En un día como hoy pero de 1986 nació en la localidad santafesina de Capitán Bermúdez, el lateral derecho campeón con Racing en 2014: Iván Pillud. Con más de doscientos partidos en la Academia, este defensor es el jugador que más tiempo lleva en el club: son siete las temporadas con los colores del Primer Grande. Lider positivo dentro del plantel, Pillud es el único jugador en el club que disputó todas las copas internacionales a las que Racing clasificó desde que volvió al plano internacional en 2012.

Iván Alexis Pillud portando la cinta de capitán de la Academia.

Iván Alexis Pillud nació el 24 de abril de 1986 en Capitán Bermúdez, Santa Fe. Apodado “Polaco” desde chico, hizo inferiores en San Lorenzo de Almagro pero quedó libre y pasó al rosarino Tiro Federal. Allí debutó en el primer equipo el 14 de junio de 2008 como visitante ante Talleres de Córdoba en el Nacional B.

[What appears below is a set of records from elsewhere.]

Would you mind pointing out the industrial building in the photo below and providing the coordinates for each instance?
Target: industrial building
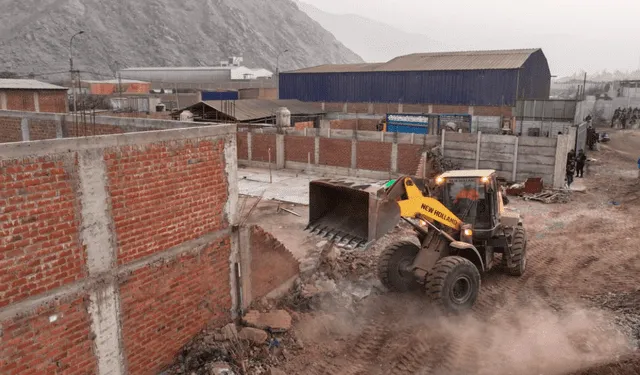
(473, 78)
(32, 96)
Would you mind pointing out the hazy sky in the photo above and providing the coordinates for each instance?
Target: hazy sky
(574, 34)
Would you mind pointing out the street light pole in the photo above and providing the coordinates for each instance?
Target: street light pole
(73, 88)
(278, 71)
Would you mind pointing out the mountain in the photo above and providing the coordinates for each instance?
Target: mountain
(34, 35)
(374, 41)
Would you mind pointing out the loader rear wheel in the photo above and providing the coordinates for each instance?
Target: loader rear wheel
(394, 267)
(453, 284)
(518, 254)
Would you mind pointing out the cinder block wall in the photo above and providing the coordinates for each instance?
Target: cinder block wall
(116, 250)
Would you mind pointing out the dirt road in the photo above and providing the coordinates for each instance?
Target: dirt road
(545, 322)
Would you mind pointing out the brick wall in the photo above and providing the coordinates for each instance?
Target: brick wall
(20, 100)
(374, 156)
(297, 149)
(260, 145)
(243, 146)
(271, 263)
(10, 130)
(53, 339)
(164, 306)
(53, 101)
(409, 158)
(335, 152)
(114, 251)
(39, 243)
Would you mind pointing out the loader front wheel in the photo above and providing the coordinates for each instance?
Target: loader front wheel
(394, 267)
(453, 284)
(518, 254)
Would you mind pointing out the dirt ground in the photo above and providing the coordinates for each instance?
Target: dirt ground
(576, 309)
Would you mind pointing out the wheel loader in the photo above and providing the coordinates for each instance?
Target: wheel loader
(461, 225)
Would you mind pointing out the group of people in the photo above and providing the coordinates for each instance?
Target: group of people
(626, 116)
(575, 165)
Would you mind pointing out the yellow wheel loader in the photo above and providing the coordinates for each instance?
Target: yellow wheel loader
(461, 225)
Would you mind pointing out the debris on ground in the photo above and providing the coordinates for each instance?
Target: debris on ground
(549, 196)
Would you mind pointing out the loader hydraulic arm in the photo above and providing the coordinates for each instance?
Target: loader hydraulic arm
(413, 204)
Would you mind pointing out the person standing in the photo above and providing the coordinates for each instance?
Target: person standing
(580, 162)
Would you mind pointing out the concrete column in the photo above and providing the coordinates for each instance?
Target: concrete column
(24, 126)
(249, 146)
(478, 147)
(394, 157)
(559, 172)
(36, 101)
(354, 154)
(514, 172)
(98, 239)
(316, 150)
(279, 151)
(59, 131)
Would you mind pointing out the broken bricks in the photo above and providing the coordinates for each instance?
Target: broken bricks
(275, 321)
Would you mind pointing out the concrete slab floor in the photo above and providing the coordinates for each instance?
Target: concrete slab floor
(285, 186)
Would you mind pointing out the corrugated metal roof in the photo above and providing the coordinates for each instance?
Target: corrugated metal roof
(436, 61)
(255, 109)
(27, 84)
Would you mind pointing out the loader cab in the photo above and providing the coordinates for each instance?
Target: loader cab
(472, 195)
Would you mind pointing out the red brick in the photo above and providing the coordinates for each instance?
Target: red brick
(260, 145)
(50, 231)
(297, 149)
(179, 195)
(243, 146)
(34, 345)
(271, 263)
(163, 307)
(374, 156)
(335, 152)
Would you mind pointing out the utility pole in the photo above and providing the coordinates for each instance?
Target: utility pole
(278, 72)
(71, 71)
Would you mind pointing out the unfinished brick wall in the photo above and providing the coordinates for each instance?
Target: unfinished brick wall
(34, 344)
(10, 130)
(20, 100)
(260, 145)
(298, 149)
(114, 251)
(39, 245)
(53, 101)
(374, 156)
(409, 158)
(165, 305)
(243, 146)
(179, 195)
(271, 263)
(335, 152)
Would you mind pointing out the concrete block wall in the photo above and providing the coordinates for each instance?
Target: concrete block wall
(514, 158)
(16, 126)
(115, 250)
(342, 152)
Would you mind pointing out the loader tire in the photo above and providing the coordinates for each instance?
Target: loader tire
(453, 284)
(518, 254)
(394, 267)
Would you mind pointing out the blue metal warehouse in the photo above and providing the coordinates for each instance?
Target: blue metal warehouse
(480, 78)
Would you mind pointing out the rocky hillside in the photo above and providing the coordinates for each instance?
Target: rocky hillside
(34, 34)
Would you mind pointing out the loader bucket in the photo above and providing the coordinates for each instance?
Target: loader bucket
(350, 214)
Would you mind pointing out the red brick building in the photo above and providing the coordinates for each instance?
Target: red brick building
(32, 96)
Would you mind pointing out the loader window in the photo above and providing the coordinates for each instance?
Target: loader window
(463, 196)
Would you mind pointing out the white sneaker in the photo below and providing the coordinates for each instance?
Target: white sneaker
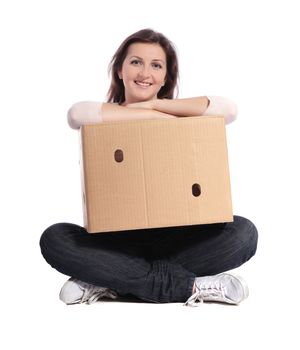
(75, 291)
(223, 288)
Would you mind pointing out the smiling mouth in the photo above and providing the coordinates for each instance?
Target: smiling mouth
(143, 84)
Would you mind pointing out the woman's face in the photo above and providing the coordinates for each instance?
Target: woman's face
(143, 72)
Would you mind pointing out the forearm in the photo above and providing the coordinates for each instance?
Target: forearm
(184, 107)
(195, 106)
(113, 112)
(83, 113)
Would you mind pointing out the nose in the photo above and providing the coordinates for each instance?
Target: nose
(144, 72)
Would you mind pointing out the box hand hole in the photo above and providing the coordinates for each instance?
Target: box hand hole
(196, 190)
(119, 155)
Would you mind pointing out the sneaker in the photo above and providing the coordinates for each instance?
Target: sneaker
(75, 291)
(224, 288)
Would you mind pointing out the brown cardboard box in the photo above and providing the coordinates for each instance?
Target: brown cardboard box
(155, 173)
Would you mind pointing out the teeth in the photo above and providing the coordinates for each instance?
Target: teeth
(142, 84)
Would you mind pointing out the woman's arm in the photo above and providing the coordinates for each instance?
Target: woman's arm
(190, 107)
(89, 112)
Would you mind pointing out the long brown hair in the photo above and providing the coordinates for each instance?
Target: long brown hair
(116, 92)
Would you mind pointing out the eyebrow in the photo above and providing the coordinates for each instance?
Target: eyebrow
(155, 59)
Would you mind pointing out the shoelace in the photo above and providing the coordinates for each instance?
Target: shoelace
(211, 291)
(93, 293)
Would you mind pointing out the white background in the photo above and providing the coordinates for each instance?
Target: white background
(55, 53)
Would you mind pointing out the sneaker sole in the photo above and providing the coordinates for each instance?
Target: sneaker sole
(242, 282)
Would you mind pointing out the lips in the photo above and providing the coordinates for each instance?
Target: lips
(143, 84)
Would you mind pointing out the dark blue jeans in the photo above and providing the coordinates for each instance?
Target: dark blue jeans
(156, 265)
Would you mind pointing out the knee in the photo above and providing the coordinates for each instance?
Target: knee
(247, 234)
(53, 235)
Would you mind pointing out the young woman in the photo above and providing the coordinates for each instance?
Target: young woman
(171, 264)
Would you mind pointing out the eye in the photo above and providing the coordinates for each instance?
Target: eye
(156, 65)
(135, 62)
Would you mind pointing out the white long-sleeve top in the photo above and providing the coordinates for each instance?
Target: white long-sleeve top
(89, 112)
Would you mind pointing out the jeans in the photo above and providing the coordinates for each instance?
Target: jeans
(156, 265)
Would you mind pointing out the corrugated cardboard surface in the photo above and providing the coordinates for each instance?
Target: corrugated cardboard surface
(153, 185)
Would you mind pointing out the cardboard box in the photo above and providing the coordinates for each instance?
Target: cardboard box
(139, 174)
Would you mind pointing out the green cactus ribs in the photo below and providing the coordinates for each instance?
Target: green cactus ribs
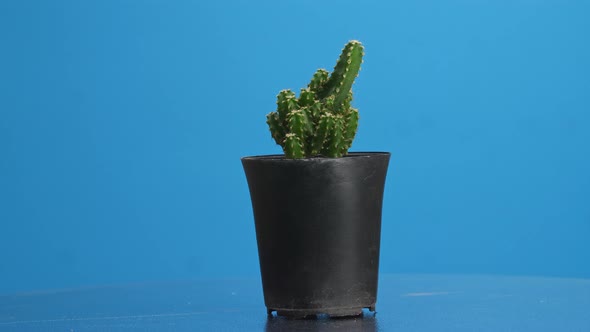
(321, 120)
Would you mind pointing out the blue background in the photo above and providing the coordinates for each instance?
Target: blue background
(122, 124)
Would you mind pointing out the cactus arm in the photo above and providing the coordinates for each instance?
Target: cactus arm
(333, 146)
(345, 72)
(319, 79)
(325, 124)
(293, 147)
(284, 99)
(276, 129)
(306, 97)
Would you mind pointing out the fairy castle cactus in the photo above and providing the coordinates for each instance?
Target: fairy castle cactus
(321, 121)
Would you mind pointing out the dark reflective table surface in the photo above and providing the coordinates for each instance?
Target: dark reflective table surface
(405, 303)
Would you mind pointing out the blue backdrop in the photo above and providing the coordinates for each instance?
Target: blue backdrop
(122, 124)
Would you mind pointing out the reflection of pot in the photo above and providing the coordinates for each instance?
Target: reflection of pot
(318, 227)
(368, 323)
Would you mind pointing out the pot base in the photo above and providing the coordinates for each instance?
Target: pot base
(315, 313)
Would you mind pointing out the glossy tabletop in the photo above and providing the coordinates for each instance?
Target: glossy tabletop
(405, 303)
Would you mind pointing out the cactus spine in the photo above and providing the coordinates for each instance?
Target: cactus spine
(321, 121)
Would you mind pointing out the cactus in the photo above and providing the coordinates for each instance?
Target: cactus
(321, 121)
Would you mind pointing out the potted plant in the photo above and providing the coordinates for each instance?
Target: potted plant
(317, 208)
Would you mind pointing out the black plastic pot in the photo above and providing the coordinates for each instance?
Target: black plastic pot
(318, 228)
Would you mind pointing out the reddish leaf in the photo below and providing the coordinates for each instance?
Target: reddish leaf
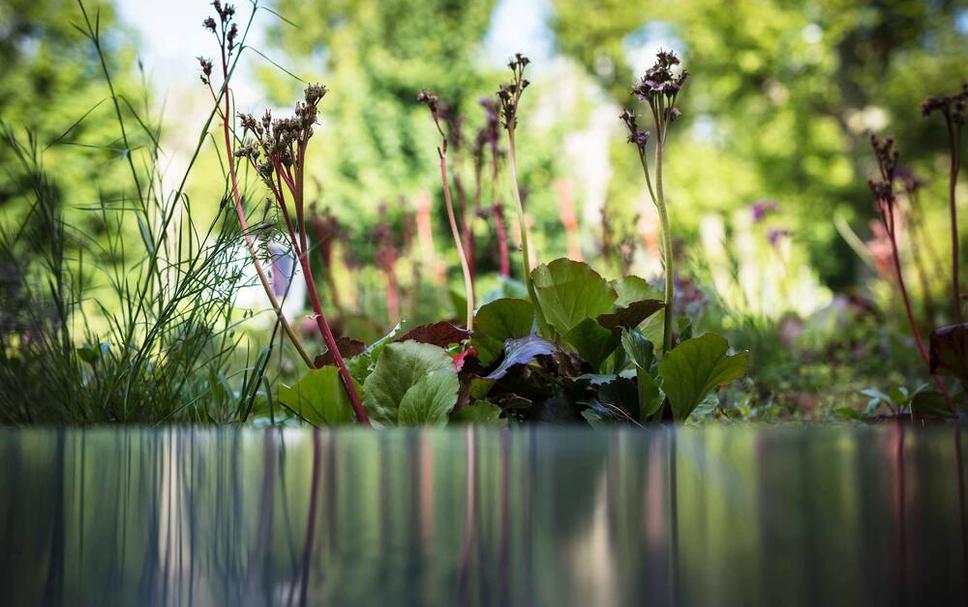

A mediados de 2008 llegó a Newell’s Old Boys de Rosario donde se destacó notablemente en el Clausura ’09, y a pesar de la poca experiencia en la Primera de Argentina, al semestre siguiente llegó a préstamo al Espanyol de Barcelona.

Allí no le fue del todo bien: entre las pocas chances y algún que otro escándalo, el lateral dejó el club a los seis meses y volvió a la Argentina para vestir los colores de Racing.

Iván Pillud en sus primeros encuentros en Racing, durante 2011.

Una semana antes de empezar el torneo, se rompió el quinto metatarsiano del pie derecho por lo que recién debutó en la fecha 16 ante Banfield. Tres fechas más tarde, tras una gran jugada y aún mejor definición marcó su primer gol ante Godoy Cruz en Mendoza.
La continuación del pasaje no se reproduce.